Consider a hydrogen atom with its electron in the `n^(th)` orbital An electomagnetic radiation of wavelength `90 nm` is used to ionize the atom . If the kinetic energy of the ejected electron is `10.4 eV` , then the value of `n` is ( hc = 1242 eVnm)
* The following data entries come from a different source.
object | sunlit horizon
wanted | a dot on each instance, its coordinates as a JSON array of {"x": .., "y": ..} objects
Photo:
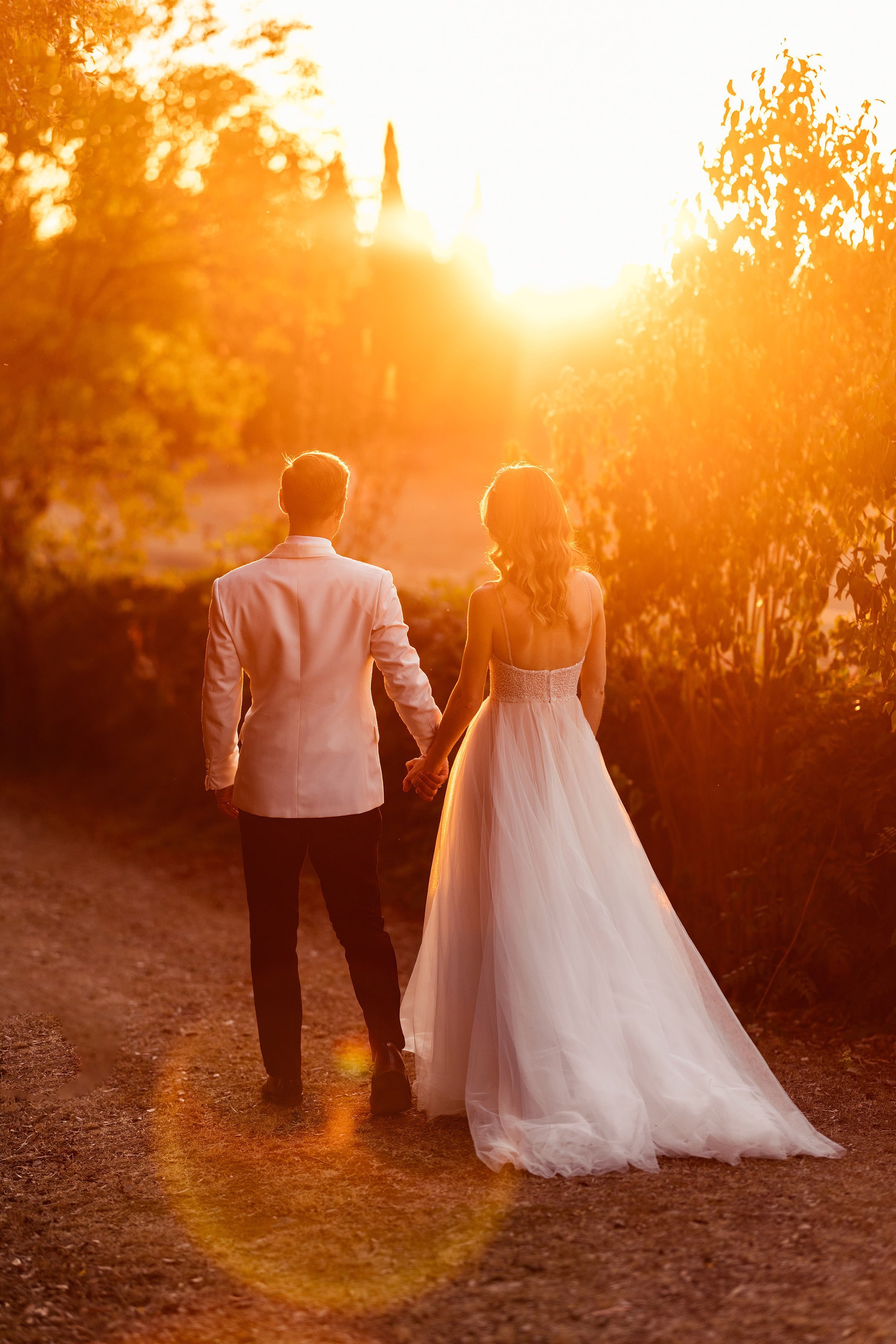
[{"x": 581, "y": 123}]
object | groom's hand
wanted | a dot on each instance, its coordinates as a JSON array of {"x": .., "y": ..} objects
[
  {"x": 225, "y": 800},
  {"x": 425, "y": 783}
]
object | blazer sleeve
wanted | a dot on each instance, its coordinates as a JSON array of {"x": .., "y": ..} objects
[
  {"x": 222, "y": 699},
  {"x": 406, "y": 683}
]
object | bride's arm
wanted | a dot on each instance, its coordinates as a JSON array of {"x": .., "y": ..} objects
[
  {"x": 467, "y": 697},
  {"x": 594, "y": 670}
]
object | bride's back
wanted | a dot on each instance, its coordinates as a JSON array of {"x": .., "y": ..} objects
[
  {"x": 545, "y": 604},
  {"x": 539, "y": 647}
]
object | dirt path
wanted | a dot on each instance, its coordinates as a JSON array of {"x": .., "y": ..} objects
[{"x": 149, "y": 1195}]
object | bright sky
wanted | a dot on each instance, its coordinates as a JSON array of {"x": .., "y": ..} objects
[{"x": 581, "y": 117}]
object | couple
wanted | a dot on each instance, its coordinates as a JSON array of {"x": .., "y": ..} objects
[{"x": 557, "y": 999}]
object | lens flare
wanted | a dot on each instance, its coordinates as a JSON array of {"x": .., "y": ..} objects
[{"x": 323, "y": 1208}]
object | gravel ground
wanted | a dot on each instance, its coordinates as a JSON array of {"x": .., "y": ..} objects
[{"x": 148, "y": 1194}]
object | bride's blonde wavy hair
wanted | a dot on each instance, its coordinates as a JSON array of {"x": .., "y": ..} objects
[{"x": 530, "y": 526}]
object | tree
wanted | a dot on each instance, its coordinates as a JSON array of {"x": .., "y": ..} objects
[
  {"x": 72, "y": 30},
  {"x": 723, "y": 459}
]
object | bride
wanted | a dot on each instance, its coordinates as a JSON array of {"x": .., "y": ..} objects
[{"x": 557, "y": 999}]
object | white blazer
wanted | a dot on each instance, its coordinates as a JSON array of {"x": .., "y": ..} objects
[{"x": 307, "y": 626}]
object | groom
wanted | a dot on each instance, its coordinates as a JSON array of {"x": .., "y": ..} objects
[{"x": 307, "y": 624}]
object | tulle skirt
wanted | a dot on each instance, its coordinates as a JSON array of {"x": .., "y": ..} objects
[{"x": 557, "y": 999}]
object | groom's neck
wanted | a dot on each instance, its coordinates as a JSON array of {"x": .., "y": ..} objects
[{"x": 301, "y": 529}]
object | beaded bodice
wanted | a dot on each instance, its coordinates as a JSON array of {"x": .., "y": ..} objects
[{"x": 516, "y": 685}]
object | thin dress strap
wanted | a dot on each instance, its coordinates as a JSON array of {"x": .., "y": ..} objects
[
  {"x": 507, "y": 636},
  {"x": 590, "y": 612}
]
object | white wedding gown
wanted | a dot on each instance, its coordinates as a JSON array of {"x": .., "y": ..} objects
[{"x": 557, "y": 999}]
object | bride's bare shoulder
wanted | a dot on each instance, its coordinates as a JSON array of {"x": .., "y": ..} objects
[
  {"x": 594, "y": 589},
  {"x": 483, "y": 600}
]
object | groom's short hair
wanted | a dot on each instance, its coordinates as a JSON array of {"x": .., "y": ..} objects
[{"x": 315, "y": 485}]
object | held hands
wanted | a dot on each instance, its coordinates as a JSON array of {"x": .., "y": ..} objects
[
  {"x": 424, "y": 780},
  {"x": 225, "y": 800}
]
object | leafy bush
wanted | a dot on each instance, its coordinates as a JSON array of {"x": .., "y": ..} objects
[{"x": 802, "y": 852}]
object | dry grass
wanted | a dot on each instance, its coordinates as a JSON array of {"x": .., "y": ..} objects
[{"x": 151, "y": 1197}]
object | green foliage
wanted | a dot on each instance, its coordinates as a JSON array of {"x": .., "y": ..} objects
[
  {"x": 727, "y": 463},
  {"x": 115, "y": 686}
]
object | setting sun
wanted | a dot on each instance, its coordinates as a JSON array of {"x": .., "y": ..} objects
[{"x": 448, "y": 671}]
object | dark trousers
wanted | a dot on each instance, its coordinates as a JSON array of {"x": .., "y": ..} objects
[{"x": 343, "y": 851}]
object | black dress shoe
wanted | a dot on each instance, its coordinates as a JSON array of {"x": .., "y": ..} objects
[
  {"x": 283, "y": 1092},
  {"x": 390, "y": 1087}
]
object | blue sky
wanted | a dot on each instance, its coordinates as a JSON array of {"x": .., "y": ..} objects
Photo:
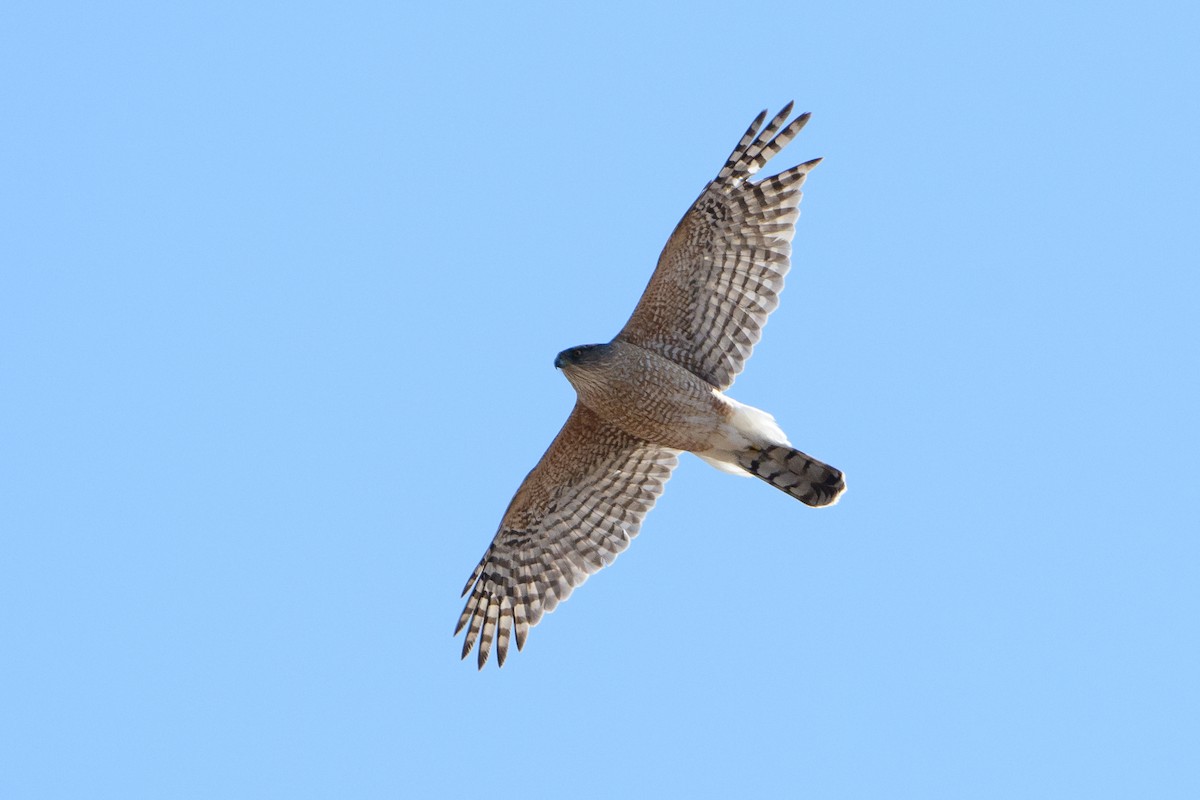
[{"x": 280, "y": 290}]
To solve the problem, we will follow these steps: ### Step 1: Calculate the energy of the incoming photon The energy of the photon can be calculated using the formula: \[ E = \frac{hc}{\lambda} \] where: - \( h \) is Planck's constant multiplied by the speed of light, given as \( 1242 \, \text{eV nm} \), - \( \lambda \) is the wavelength of the photon, given as \( 90 \, \text{nm} \). Substituting the values: \[ E = \frac{1242 \, \text{eV nm}}{90 \, \text{nm}} = \frac{1242}{90} \approx 13.8 \, \text{eV} \] ### Step 2: Relate the energy of the photon to the ionization energy and kinetic energy The total energy of the incoming photon is used to overcome the ionization energy of the electron in the hydrogen atom and provide it with kinetic energy. The relationship can be expressed as: \[ E = \text{Ionization Energy} + \text{Kinetic Energy} \] The ionization energy for a hydrogen atom in the \( n^{th} \) orbital is given by: \[ \text{Ionization Energy} = -\frac{13.6 \, \text{eV}}{n^2} \] Thus, we can write: \[ 13.8 \, \text{eV} = -\frac{13.6 \, \text{eV}}{n^2} + 10.4 \, \text{eV} \] ### Step 3: Rearranging the equation Rearranging the equation gives: \[ 13.8 \, \text{eV} - 10.4 \, \text{eV} = -\frac{13.6 \, \text{eV}}{n^2} \] Calculating the left side: \[ 3.4 \, \text{eV} = -\frac{13.6 \, \text{eV}}{n^2} \] ### Step 4: Solve for \( n^2 \) Multiplying both sides by \( -n^2 \) gives: \[ -3.4 n^2 = 13.6 \] Dividing both sides by -3.4: \[ n^2 = \frac{13.6}{3.4} = 4 \] ### Step 5: Calculate \( n \) Taking the square root of both sides: \[ n = \sqrt{4} = 2 \] ### Final Answer The value of \( n \) is \( 2 \). ---